The Bird Race and Me

February 1, 2007

On Feb 11th, my city is going to have its very first Bangalore Bird Race .

This summons up visions of many of us,dressed in goatee beards,flowing white robes with burnouses, lined up with those thick leather gloves and magnificient-looking, keen-glanced birds of prey, racing them.

It also conjures up fancies of some of us, astride birds with tiny reins and tinier saddles, flying through the air competitively, driving our birds on with worms dangled before their beaks.

Wake up, wake up. This is a bird-watching race, actually. People should form teams of four and they will be given log-books and a checklist containing all the known bird-species of the region; they will go about (charge about?) all day, seeing how many they can see, and come back and file their reports. Obviously the team that has sighted the most bird-species is going to win.

I was full of enthusiasm when I heard about the bird race. I must tell you that at my level of expertise I am sometimes not able to tell the tail of a bird from its head–which the bird sometimes tucks into its wings just to confuse me further. The rules said there must be at least one expert bird-watcher in the team (if an expert birder said he had seen a Forest Wagtail, that would be much more credible than my making the same claim!) This was where I started imitating bird behaviour, scratching my head feathers with my talons, racking my bird brain. How was I going to find an expert bird-watcher?

Of course I know an expert birder. I know SEVERAL expert birders. But the point is, that most of them are likely to be the judges of the bird race, not its participants! They are all seasoned veterans who look into the unfathomable shadows of the trees and announce, “That’s the Chloropsis”. I am not kidding, you non-birding types…there really is such a bird; beginners like me would call it the Leafbird…IF we could ever spot one, that is.

Which brings me to the other reason why I would not be able to get a seasoned birder to be on my team. Obviously, a good birder would want his team members to help him or her spot the most number of birds and win that prize. So who would want to be on the same team with someone who was likely to spot,oh, three birds in as many hours, and be told, gently, that they were the Mynah, the Rock Pigeon, and good old Corvus Splendens?

Another thing about the expert birders is that everyone will be fighting to get them on THEIR teams. What chance would I stand in the melee? None.

But I did not despair. I managed to trap three of my kind-hearted birder friends into forming a team with me. It helped that one of them had already registered. He had said, “I have no team-mates.
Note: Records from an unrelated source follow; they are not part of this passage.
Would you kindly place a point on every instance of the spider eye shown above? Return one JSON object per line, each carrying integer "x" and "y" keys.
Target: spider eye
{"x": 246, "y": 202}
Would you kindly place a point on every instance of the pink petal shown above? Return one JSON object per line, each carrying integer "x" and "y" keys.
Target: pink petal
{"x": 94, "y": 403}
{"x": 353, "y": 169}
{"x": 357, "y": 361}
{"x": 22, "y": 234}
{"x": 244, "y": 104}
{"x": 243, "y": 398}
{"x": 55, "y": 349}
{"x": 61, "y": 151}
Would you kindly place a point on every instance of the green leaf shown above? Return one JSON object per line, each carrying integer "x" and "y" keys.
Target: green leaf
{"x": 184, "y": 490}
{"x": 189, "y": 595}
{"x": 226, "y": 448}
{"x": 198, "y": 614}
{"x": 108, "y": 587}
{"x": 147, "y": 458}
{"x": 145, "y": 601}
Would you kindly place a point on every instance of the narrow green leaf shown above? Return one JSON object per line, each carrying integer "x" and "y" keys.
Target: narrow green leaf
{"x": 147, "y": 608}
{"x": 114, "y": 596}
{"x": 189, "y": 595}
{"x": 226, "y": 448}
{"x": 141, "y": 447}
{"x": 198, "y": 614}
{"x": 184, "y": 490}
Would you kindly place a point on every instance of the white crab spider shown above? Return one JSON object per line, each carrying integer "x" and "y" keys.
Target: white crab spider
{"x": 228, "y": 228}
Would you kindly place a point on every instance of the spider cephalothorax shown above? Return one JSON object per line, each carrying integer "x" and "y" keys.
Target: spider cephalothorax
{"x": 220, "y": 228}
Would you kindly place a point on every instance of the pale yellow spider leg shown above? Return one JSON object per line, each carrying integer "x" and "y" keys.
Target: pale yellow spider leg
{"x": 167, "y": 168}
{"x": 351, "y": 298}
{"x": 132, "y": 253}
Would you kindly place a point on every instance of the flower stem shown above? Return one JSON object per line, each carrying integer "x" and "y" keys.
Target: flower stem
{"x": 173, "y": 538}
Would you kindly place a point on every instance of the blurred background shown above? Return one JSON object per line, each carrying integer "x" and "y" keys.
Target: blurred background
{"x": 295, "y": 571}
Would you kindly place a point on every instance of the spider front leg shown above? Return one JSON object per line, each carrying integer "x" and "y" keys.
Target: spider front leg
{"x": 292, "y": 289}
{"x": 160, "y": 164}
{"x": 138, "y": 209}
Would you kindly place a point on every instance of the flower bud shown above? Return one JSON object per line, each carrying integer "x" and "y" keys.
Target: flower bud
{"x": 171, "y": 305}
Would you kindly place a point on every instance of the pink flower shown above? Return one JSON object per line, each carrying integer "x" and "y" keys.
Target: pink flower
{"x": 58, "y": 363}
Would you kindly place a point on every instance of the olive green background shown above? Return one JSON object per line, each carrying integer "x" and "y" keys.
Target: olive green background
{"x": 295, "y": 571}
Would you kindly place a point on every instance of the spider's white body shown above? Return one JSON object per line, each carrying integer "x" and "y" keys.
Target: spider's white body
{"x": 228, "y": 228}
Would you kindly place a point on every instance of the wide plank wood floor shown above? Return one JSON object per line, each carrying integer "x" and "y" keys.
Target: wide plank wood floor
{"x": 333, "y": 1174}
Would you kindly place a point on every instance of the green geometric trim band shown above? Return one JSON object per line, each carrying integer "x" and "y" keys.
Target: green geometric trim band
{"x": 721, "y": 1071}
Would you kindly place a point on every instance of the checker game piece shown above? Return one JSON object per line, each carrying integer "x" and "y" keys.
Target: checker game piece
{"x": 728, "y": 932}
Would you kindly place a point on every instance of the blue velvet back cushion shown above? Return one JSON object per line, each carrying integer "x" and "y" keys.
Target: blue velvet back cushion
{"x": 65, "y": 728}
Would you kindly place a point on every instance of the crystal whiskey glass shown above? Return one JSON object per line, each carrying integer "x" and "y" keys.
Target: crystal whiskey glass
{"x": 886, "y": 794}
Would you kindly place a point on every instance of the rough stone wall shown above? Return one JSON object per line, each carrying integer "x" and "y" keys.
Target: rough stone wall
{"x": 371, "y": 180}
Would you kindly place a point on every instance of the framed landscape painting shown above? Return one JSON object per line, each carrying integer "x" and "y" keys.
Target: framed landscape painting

I have no car.” I told him, hey presto, he had these now; the only thing that he didn’t have was an outside chance at even one of the prizes.

Now that I was sure I was going to participate, I started looking at the rules in detail. And I was much struck by one sentence, which said, right after telling me that a checklist of the birds of the region would be provided : “If you see a species which is not on this list, please write it down.”

I know what this is going to lead to. We are going to be the only team, possibly, to have this extra column filled in. I would certainly have mentioned spotting the following:

  1. Arctic Penguin.

  2. The Bald Eagle (well, I did see many of them…some time ago…)

  3. Bird of Paradise. (I definitely saw these in someone’s garden.)

The judges would certainly have something to perk them up from the boring task of collating results, the anecdote would go down in birding history, and be repeated over campfires at every Bird Race…I would be famous!..more likely, the birders will form a hollow square and my wings will be clipped and my name erased forever from all birding records and never spoken again….

But we have plans, never fear. Plan A is of course, to spot as many birds as we can and turn in our log book…but there is the evil Plan B, which is to creep about behind an expert team and as soon as they spot something (they would exclaim its name in excitement) tick it off in our checklist. There is the even more evil plan C where we dig out the field reports from the archives of the local birdwatching society, and tick off everything found on the best of them. (There are, helpfully, several such field reports, which just say, “I went to XYZ Place. I saw…“,and a numbered list of birds follows, the number often going up to 133.) Plan D calls for us to go off on a picnic and join in blithely and shamelessly for the dinner at the end of the evening.

So wish me and my team-mates luck! I am now going to open my birdbook and start swaying to and fro, repeating, monotonously, “Bright-Headed Cisticola (no, that is not a carbonated beverage), Red-Faced Liocichla (not an embarassed Italian),Rufous-Tailed Shark, sorry, Lark”…..

And one more thing, the team that lists the Common Swift or the House Swift of the Asian Palm Swift may not win…because…“the race is not always to the swift”, remember?